However, critics of Kenya’s integration in global value chains argue that ‘The framework considers value chain inclusion as a management or competency issue but overlooks the asymmetrical relations in the agricultural value chain (buyer-driven) dominated by lead firms. Furthermore, it fails to recognise that small and marginalised farmers have limited capacity to assess risk factors that exist due to asymmetrical power relations.’ (Singh, 2023,2567).  Farms based in Kenya that have contracts with UK companies are high-tech, commercial businesses that have to produce food to very high standards.     Kenya’s integration in global value chains has had positive economic results for the country, but there are concerns about the wages paid to labourers, over use of irrigation and other environmental impacts.

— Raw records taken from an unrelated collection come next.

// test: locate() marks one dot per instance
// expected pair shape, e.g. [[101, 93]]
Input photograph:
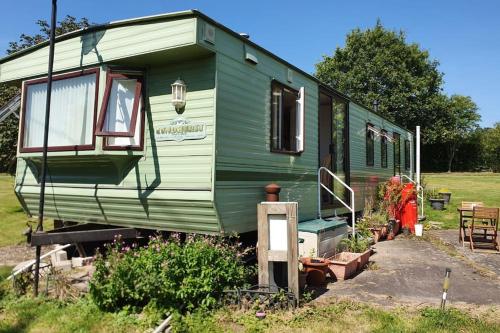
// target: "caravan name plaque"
[[181, 129]]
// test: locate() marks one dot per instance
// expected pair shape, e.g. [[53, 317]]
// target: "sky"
[[463, 35]]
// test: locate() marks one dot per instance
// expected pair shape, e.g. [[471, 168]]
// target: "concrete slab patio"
[[411, 271], [489, 259]]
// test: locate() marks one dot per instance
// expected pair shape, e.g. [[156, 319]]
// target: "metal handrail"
[[420, 189], [321, 185]]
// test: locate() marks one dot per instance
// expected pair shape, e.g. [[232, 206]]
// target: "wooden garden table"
[[461, 211]]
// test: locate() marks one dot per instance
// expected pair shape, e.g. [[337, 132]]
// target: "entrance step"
[[320, 237]]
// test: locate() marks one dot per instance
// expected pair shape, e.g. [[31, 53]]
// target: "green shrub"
[[168, 274], [354, 244]]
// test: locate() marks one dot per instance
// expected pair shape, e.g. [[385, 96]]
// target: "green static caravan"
[[120, 152]]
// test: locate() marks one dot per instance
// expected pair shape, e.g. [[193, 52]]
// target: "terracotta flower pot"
[[377, 234], [302, 279], [343, 265], [316, 269], [364, 258]]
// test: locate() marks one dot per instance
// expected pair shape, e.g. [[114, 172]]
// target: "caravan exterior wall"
[[211, 183]]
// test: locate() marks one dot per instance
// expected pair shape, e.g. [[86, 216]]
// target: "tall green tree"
[[8, 128], [458, 122], [380, 65], [490, 146]]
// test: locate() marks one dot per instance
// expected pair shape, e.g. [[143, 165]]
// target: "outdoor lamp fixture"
[[178, 95]]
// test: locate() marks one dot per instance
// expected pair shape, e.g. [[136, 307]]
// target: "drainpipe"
[[43, 171], [418, 157]]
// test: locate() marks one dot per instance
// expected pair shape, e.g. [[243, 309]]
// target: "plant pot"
[[302, 279], [343, 265], [419, 229], [446, 196], [391, 226], [364, 258], [385, 231], [437, 204], [315, 269], [397, 227], [377, 234]]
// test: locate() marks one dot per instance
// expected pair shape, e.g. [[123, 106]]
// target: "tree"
[[457, 124], [8, 128], [68, 24], [379, 65], [490, 146]]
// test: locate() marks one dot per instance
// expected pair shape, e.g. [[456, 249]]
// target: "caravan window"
[[370, 147], [72, 112], [121, 116], [287, 119], [407, 154], [397, 153], [383, 149]]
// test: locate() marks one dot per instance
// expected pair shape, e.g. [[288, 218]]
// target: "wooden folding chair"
[[486, 220], [465, 217]]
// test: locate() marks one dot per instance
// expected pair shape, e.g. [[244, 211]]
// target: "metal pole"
[[418, 156], [446, 286], [319, 193], [43, 171]]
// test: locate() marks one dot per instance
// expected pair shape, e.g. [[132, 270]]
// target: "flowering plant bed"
[[343, 265]]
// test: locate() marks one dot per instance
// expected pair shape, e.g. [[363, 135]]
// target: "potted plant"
[[392, 204], [436, 203], [377, 222], [445, 194], [302, 276], [343, 265], [315, 269], [357, 245]]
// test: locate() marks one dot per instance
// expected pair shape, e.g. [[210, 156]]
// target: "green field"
[[483, 187], [12, 218], [25, 314]]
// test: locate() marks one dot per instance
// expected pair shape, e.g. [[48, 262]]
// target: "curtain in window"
[[128, 141], [71, 112]]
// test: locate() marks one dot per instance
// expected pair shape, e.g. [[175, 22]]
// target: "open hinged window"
[[121, 118], [287, 119]]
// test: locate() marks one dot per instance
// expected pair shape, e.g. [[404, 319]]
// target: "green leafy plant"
[[168, 274], [391, 193], [354, 244]]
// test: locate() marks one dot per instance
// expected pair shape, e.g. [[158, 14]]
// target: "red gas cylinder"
[[409, 211]]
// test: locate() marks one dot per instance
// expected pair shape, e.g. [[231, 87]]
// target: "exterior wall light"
[[179, 94]]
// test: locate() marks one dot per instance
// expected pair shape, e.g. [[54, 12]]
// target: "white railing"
[[349, 207], [420, 192]]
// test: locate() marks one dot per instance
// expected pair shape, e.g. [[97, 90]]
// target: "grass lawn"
[[483, 187], [344, 316], [12, 217], [24, 314]]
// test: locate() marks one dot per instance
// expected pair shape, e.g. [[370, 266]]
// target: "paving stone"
[[412, 271]]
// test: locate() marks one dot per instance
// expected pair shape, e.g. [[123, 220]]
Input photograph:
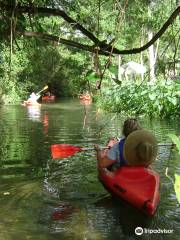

Input subsidies were important in developing countries in the 1960s and 1970s, but the preference of growing urban populations for cheap food saw farmers disadvantaged.   Producer subsidies were restored in many countries in the 21st century, often with the support of donors. As developing countries become more prosperous it is possible to introduce new producer support programmes such as the Kenyan Fertilizer Support Programme in 2023 which covered 54 per cent of fertilizer costs.   In LIDCs there is not the fiscal space to provide subsidies and after account is taken of border measures and market price control net assistance to agriculture is negative.

‘In Emerging and Developing Asia, implicit support starts out negative, a tax on agriculture …. And after the late 2000s, it becomes strongly positive.’  (IMF)   Historically Taiwan used the agriculture sector to provide capital for industrialization, as indeed happened in Britain’s Industrial Revolution but without government intervention.   Farmers had to buy fertilizer from government factories at 40 per cent above the market while taxes had to be paid for in the rice they produced.  Those policies have long since been abandoned.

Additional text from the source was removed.